Joe McDonnell reassigned IMPALA-8677:
-------------------------------------

    Assignee: Joe McDonnell

> Removing an unused node does not leave consistent remote scheduling unchanged
> -----------------------------------------------------------------------------
>
>                 Key: IMPALA-8677
>                 URL: https://issues.apache.org/jira/browse/IMPALA-8677
>             Project: IMPALA
>          Issue Type: Bug
>          Components: Backend
>    Affects Versions: Impala 3.2.0
>            Reporter: Joe McDonnell
>            Assignee: Joe McDonnell
>            Priority: Major
>
> When working on IMPALA-8630, I discovered that SchedulerTest::RemoteExecutorCandidateConsistency works mostly by happenstance.

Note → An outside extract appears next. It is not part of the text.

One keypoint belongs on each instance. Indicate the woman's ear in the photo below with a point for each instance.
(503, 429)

> The root of the issue is that in Scheduler::GetRemotExecutorCandidates() we want to avoid returning duplicates and put all the IpAddrs in a set:
> {code:java}
> set<IpAddr> distinct_backends;
> ...
> distinct_backends.insert(*executor_addr);
> ...
> for (const IpAddr& addr : distinct_backends) {
>   remote_executor_candidates->push_back(addr);
> }{code}
> This sorts the IpAddrs, and the remote_executor_candidates does not return elements in the order in which they are encountered.

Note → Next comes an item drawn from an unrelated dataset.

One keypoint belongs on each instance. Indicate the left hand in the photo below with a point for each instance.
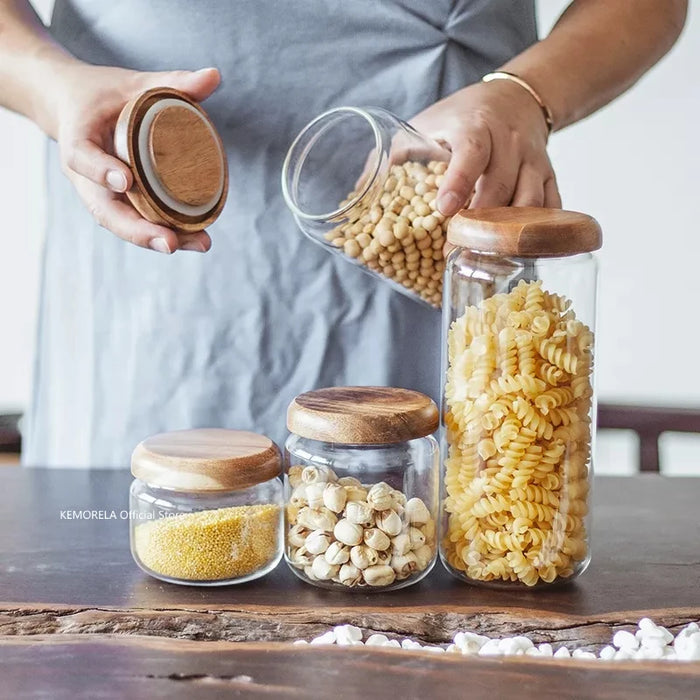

> Suppose that we are running with num_remote_executor_candidates=2 and random replicas is false. There is exactly one file. GetRemoteExecutorCandidates() returns these executor candidates (IpAddrs):
> {192.168.1.2, 192.168.1.3}
> The first entry is chosen because it is first. Nothing was scheduled on 192.168.1.3, but removing it may change the scheduling outcome. This is because of the sort. Suppose 192.168.1.3 is gone, but the next closest executor is 192.168.1.1 (or some node less than 192.168.1.2). Even though it is farther in the context of the hashring, GetRemoteExecutorCandidates() would return:
> {192.168.1.1, 192.168.1.2}
> and the first entry would be chosen.
> To eliminate this inconsistency, it might be useful to retain the order in which elements match via the hashring.
> In terms of impact, this would increase the number of files that would potentially change scheduling when a node leaves. It might have unnecessary changes. If using random replica set to true, it doesn't matter. It is unclear how much this would impact otherwise.